When his high school was rebuilt, the librarian offered Davis an opportunity he couldn’t refuse: a chance to own every National Geographic magazine since 1930.

Since then, Davis has accumulated a number of National Geographics dating back to 1918, more than 1,000 magazines that take up 25 feet of shelf space.

“I always liked geography as a kid,” Davis said. “… I wanted to know more about the world around me, that insatiable thirst.”

Nevertheless, Davis is quickly running out of room. The National Geographics, combined with the entire 1880s International Science Library, 200-year-old family Bibles, the earliest known biography of Robert E. Lee and the entire collection of Ad-Buster’s magazine, take up quite a bit of space.

“I’m not a packrat,” he said. “I’m a literary aficionado.”

Since 1918, the magazine has gone from a thick periodical to the slim editions Americans enjoy today. While the old magazines were nothing but text and an occasional picture, today’s National Geographic is more photographs than anything else.

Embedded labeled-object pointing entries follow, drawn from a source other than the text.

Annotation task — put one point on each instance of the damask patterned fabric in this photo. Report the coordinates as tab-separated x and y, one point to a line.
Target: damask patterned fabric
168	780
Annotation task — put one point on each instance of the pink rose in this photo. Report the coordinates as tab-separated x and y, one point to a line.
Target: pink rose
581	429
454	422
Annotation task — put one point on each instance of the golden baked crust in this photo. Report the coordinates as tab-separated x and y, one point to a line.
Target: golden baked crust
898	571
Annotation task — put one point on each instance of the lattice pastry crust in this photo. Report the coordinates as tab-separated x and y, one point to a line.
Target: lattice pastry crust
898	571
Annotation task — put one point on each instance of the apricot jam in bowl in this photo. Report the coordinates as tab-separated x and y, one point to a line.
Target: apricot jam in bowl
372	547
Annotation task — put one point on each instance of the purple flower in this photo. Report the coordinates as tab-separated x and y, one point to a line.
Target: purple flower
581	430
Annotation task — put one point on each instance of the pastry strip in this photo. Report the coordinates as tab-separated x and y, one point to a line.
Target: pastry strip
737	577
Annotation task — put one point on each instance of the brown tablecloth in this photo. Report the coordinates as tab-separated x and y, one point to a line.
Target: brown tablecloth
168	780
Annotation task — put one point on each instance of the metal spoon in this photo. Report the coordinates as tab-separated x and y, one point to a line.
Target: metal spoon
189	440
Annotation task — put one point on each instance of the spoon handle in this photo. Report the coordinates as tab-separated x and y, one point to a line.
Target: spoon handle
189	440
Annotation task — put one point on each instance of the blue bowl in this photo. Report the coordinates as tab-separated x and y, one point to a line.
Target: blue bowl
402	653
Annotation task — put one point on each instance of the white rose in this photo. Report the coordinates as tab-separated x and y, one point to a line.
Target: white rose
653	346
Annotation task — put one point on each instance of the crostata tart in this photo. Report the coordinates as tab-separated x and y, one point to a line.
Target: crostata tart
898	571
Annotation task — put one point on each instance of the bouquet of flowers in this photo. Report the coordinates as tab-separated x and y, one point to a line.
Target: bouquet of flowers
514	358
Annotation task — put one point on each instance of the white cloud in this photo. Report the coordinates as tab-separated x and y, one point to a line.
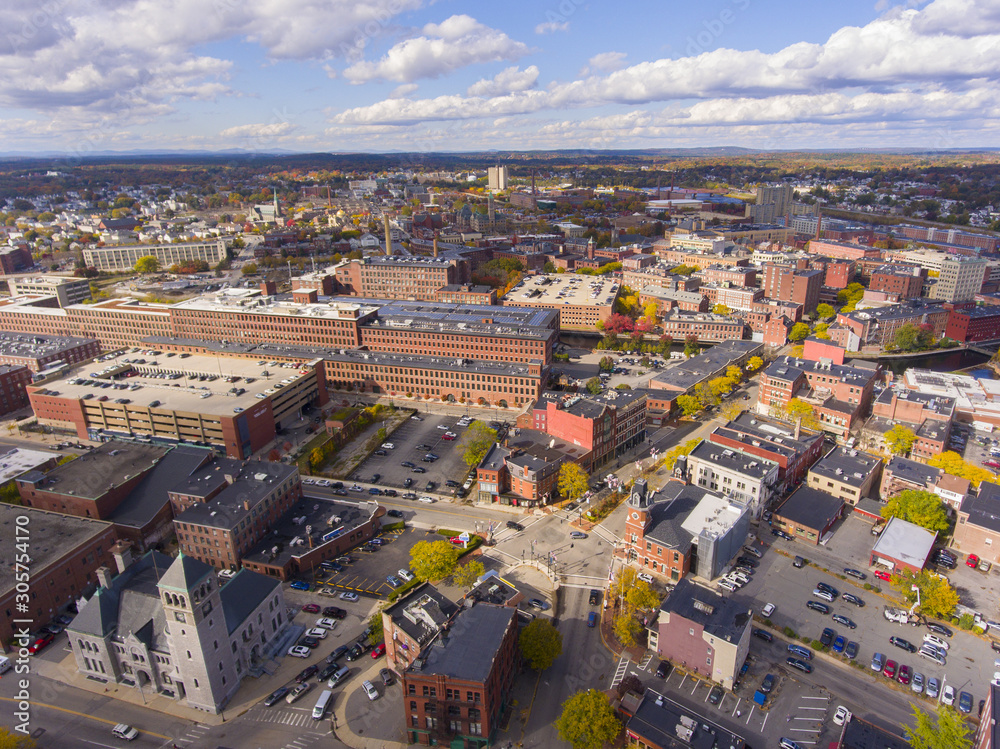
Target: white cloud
455	43
506	81
550	27
605	62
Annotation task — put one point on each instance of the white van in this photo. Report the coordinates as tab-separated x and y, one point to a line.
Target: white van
322	704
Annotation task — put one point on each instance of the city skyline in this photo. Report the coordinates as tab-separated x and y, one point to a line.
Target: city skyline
413	75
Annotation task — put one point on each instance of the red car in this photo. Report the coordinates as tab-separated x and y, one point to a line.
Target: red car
40	643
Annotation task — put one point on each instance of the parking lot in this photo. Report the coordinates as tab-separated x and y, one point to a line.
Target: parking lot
366	574
411	443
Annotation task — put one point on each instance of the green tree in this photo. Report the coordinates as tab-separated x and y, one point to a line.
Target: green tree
688	404
466	575
588	721
825	311
476	442
799	331
919	507
433	560
541	644
572	481
949	730
147	264
900	439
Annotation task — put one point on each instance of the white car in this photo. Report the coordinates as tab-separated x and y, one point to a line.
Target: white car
948	694
936	642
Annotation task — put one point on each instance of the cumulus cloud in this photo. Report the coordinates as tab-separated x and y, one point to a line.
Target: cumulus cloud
455	43
605	62
902	50
551	27
506	81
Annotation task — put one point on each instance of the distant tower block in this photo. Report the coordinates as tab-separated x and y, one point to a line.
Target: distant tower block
388	234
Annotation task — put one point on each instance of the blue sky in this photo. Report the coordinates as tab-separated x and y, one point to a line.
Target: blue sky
385	75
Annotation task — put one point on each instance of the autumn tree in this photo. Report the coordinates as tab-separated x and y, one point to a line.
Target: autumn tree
147	264
433	560
949	730
541	644
476	442
588	721
572	481
799	331
919	507
900	439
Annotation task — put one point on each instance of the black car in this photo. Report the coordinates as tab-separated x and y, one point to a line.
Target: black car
276	695
768	684
307	673
841	619
828	588
902	644
337	654
939	629
800	665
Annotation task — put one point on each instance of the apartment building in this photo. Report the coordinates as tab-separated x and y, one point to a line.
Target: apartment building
747	479
125	257
65	289
846	473
786	284
460	686
794	450
903	279
961	278
705	326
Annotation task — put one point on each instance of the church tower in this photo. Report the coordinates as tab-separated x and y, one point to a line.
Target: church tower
197	634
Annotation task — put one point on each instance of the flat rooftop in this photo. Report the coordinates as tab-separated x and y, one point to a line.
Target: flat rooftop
850	467
194	383
92	475
32	346
308	525
52	535
565	290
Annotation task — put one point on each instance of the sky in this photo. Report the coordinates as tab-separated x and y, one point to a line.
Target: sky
80	76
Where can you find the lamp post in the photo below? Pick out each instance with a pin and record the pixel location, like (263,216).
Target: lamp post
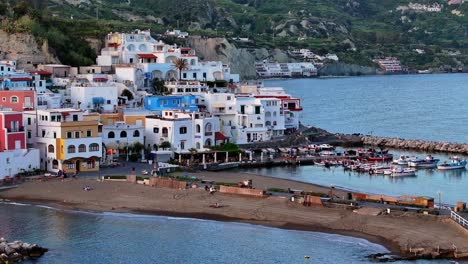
(439,194)
(127,149)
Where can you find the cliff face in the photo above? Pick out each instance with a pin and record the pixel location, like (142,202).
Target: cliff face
(24,49)
(242,60)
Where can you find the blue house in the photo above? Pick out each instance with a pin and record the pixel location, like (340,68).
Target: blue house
(171,102)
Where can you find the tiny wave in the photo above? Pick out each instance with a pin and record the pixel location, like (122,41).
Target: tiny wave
(14,203)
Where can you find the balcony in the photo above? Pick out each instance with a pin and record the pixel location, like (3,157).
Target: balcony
(15,129)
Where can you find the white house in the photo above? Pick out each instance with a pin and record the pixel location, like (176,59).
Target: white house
(184,130)
(67,140)
(98,96)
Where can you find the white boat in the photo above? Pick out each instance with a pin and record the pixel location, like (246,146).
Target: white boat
(455,164)
(400,172)
(428,162)
(403,160)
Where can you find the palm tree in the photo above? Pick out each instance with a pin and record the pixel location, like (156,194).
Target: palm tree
(180,64)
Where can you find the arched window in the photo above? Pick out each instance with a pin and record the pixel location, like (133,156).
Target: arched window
(94,147)
(208,127)
(82,148)
(51,148)
(71,149)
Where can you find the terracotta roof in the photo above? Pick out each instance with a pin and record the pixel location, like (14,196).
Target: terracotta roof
(147,56)
(41,72)
(220,136)
(21,79)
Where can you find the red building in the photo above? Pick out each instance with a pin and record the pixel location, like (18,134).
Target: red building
(17,100)
(12,135)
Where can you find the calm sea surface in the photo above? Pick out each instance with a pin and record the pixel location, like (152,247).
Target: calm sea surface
(431,107)
(76,237)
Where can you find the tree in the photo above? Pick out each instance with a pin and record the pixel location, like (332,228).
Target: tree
(128,94)
(180,64)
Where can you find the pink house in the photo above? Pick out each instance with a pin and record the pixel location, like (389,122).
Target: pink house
(12,135)
(17,100)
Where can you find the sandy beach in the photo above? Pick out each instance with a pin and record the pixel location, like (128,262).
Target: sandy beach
(400,232)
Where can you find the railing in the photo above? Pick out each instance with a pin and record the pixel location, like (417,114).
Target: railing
(459,219)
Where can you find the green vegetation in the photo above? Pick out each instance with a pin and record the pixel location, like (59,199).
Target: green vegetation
(357,31)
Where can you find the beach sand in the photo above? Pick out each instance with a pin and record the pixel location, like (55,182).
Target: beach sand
(398,232)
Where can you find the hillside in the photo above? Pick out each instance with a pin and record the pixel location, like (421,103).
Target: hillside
(357,30)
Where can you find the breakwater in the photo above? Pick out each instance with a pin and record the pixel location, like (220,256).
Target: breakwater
(415,144)
(18,251)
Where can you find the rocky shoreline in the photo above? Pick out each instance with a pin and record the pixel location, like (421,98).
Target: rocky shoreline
(18,251)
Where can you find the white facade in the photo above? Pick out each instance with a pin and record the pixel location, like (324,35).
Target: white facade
(122,135)
(65,140)
(95,96)
(14,162)
(155,60)
(184,130)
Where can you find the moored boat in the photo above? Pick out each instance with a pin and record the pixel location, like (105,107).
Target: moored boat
(402,160)
(400,172)
(455,164)
(428,162)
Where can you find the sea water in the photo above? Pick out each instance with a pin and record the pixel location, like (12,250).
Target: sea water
(79,237)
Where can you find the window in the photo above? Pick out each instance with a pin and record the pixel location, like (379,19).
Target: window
(71,149)
(82,148)
(94,147)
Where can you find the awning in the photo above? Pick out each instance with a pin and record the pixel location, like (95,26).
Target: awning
(98,100)
(220,136)
(147,56)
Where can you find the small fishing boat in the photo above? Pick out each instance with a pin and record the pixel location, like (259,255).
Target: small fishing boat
(455,164)
(403,160)
(400,172)
(380,157)
(428,162)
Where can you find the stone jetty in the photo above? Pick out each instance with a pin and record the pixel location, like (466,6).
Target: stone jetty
(415,144)
(18,251)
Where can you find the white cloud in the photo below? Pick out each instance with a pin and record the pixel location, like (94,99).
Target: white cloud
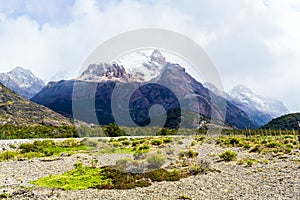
(256,43)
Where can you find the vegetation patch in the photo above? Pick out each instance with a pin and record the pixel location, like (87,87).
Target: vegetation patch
(228,155)
(43,148)
(83,177)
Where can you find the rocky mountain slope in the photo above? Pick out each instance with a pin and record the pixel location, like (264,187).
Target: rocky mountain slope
(16,110)
(249,99)
(22,81)
(260,109)
(288,121)
(157,82)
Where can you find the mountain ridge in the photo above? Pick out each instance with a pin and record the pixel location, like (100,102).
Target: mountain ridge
(58,96)
(17,110)
(22,81)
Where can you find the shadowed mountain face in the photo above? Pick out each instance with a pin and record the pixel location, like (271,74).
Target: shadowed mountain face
(288,121)
(16,110)
(22,81)
(105,92)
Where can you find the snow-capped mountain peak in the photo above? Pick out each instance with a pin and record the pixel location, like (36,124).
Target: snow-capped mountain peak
(269,105)
(143,66)
(22,81)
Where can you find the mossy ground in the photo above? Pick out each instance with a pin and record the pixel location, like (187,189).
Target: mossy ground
(83,177)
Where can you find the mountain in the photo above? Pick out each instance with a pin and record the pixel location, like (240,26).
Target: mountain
(288,121)
(259,108)
(22,81)
(16,110)
(111,91)
(63,75)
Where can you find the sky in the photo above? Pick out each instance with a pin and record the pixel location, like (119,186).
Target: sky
(252,42)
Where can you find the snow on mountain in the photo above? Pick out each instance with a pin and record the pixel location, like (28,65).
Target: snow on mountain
(22,81)
(268,105)
(143,67)
(63,75)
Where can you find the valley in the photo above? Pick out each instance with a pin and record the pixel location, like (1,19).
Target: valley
(96,137)
(248,171)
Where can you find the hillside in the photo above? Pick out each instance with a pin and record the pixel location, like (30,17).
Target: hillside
(16,110)
(284,122)
(105,91)
(22,81)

Davis’ favorite thing about his magazines is their status as a barometer of American culture.

“In 1918, there were full page advertisements, nothing but text, on the revolutionary disposable battery,” Davis said.

Another aspect Davis enjoys about his large collection is the retrospective opportunity to examine quotes predicting the future of America.

In a February 1970 article about agriculture, an interviewee, not envisioning Dole and Chiquita, guaranteed that “corporate behemoths will play no greater role in agriculture 20 years from now than they do today.”

“There’s something to be learned from the past,” Davis said. “We shouldn’t be throwing it away wholesale for the sake of progress.”

A few weeks ago, Davis had an epiphany.

“Reading one National Geographic issue a week would take me 16 years,” Davis said. “What am I doing, sitting here, reading all these books? I want to pare down the number and increase the depth of what I read.”

Davis will give away his complete National Geographic collection to anyone who shares his passion for the world and for reading.

“You read other people’s work to look into yourself,” he said.